Heather Hili

Document Type

Research Memorandum

Publication Date




The assumption and assignment of executory contracts raises many issues in Chapter 11 bankruptcies. One issue is whether the trustee can assume an executory contract, thus forcing the non-debtor party to accept performance from the debtor-in-possession. Section 365(c)(1) of the Bankruptcy Code (“Code”) attempts to resolve this issue by providing that a trustee may not assume or assign an executory contract when applicable law would excuse the non-debtor party from accepting performance from someone other than the debtor-in-possession. But courts relying on Section 365(c)(1) to resolve this issue have interpreted it in different ways, creating a split among the circuits.

One interpretation of Section 365(c)(1) employs the “hypothetical” test.

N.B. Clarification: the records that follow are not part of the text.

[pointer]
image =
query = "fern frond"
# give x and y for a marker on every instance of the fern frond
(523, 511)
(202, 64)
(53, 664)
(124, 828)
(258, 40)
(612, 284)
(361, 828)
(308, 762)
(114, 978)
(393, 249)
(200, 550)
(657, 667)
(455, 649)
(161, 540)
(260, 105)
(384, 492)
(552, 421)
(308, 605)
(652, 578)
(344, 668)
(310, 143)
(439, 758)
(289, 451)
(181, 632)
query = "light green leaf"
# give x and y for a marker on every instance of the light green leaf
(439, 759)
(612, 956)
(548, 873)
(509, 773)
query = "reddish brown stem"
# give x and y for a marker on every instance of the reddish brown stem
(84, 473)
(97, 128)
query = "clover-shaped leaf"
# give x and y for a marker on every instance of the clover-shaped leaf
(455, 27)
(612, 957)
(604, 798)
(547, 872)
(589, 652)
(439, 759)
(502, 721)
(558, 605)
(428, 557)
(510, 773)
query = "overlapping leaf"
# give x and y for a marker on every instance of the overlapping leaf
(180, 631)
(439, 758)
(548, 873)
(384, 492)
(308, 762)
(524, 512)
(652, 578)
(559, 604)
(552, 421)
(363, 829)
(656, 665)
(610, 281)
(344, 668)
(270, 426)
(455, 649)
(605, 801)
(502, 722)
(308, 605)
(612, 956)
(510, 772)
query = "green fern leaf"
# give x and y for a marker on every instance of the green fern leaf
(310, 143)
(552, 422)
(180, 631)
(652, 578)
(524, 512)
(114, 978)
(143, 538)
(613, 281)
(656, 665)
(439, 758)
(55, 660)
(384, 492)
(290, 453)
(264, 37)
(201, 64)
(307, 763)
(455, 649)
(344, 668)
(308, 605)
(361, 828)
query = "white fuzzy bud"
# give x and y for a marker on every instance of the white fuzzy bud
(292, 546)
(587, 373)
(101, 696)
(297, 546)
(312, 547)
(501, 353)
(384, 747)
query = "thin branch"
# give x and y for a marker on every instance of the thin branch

Under this test, a court will not allow a debtor-in-possession to assume an executory contract “if applicable law would bar assignment to a hypothetical third party, even where the debtor-in-possession has no intention of assigning the contract in question to any such third party.” The other interpretation employs the “actual” test, which disallows “assumption by the debtor-in-possession only where the reorganization in question results in the non-debtor actually having to accept performance from a third party.” The United States Supreme Court has yet to resolve this issue.

Part I of this memorandum explains the current circuit split on the issue and how courts decide which test to apply. Part II discusses the options a court has when presented this issue for the first time, drawing in guidance from a Supreme Court case that relates to the issue. Part III explains the effects of the circuit split and the impact it has on a debtor. The memorandum concludes that until the Supreme Court rules on the issue or Congress amends Section 365(c)(1), the ability of a debtor to assume an executory contract upon filing bankruptcy will remain uncertain.